Regarding nonviolent law enforcement, Gandhi writes further:
`Abdu'l-Bahá also addressed the subject of law enforcement:I have concluded that even in a non-violent State a police force may be necessary
The police of my conception will, however, be of a wholly different pattern from the present-day force. Its ranks will be composed of believers in non-violence. They will be servants, not masters, of the people. The people will instinctively render them every help, and through mutual co-operation they will easily deal with the ever-decreasing disturbances. The police force will have some kind of arms, but they will be rarely used, if at all. In fact the policemen will be reformers. Their police work will be confined primarily to robbers and dacoits. Quarrels between labour and capital and strikes will be few and far between in a non-violent state, because the influence of the non-violent majority will be so great as to command the respect of the principal elements in society. Similarly there will be no room for communal disturbances.[23]
communities must punish the oppressor, the murderer, the malefactor, so as to warn and restrain others from committing like crimes. But the most essential thing is that the people must be educated in such a way that no crimes will be committed; for it is possible to educate the masses so effectively that they will avoid and shrink from perpetrating crimes, so that the crime itself will appear to them as the greatest chastisement, the utmost condemnation and torment. Therefore, no crimes which require punishment will be committed
![]()
communities are day and night occupied in making penal laws, and in preparing and organizing instruments and means of punishment. They build prisons, make chains and fetters, arrange places of exile and banishment, and different kinds of hardships and tortures, and think by these means to discipline criminals, whereas, in reality, they are causing destruction of morals and perversion of characters. The community, on the contrary, ought day and night to strive and endeavor with the utmost zeal and effort to accomplish the education of men, to cause them day by day to progress and to increase in science and knowledge, to acquire virtues, to gain good morals and to avoid vices, so that crimes may not occur. At the present time the contrary prevails; the community is always thinking of enforcing the penal laws, and of preparing means of punishment, instruments of death and chastisement, places for imprisonment and banishment; and they expect crimes to be committed. This has a demoralizing effect. But if the community would endeavor to educate the masses, day by day knowledge and sciences would increase, the understanding would be broadened, the sensibilities developed, customs would become good, and morals normal; in one word, in all these classes of perfections there would be progress, and there would be fewer crimes. It has been ascertained that among civilized peoples crime is less frequent than among uncivilized--that is to say, among those who have acquired the true civilization, which is divine civilization--the civilization of those who unite all the spiritual and material perfections. As ignorance is the cause of crimes, the more knowledge and science increases, the more crimes will diminish.[24]
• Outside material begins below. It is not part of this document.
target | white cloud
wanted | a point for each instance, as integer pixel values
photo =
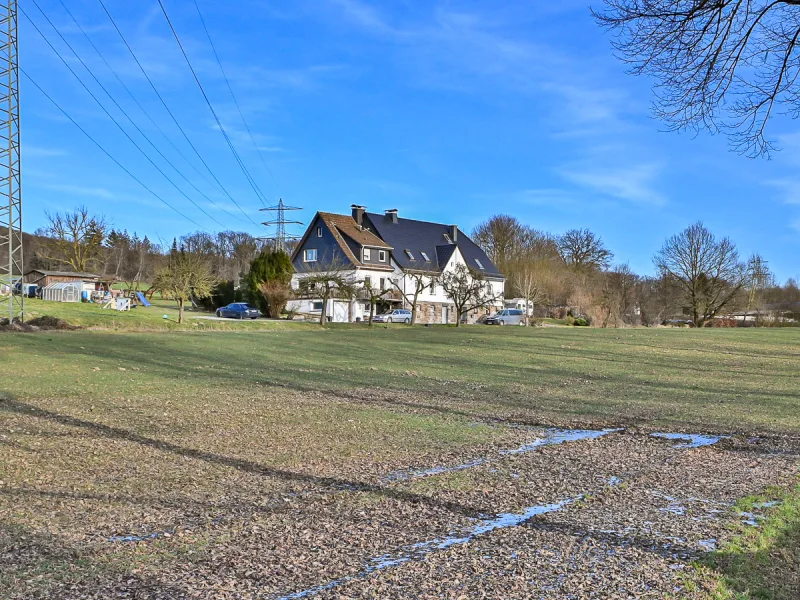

See then how wide is the difference between material civilization and divine. With force and punishments, material civilization seeketh to restrain the people from mischief, from inflicting harm on society and committing crimes. But in a divine civilization, the individual is so conditioned that with no fear of punishment, he shunneth the perpetration of crimes, seeth the crime itself as the severest of torments, and with alacrity and joy, setteth himself to acquiring the virtues of humankind, to furthering human progress, and to spreading light across the world.[25]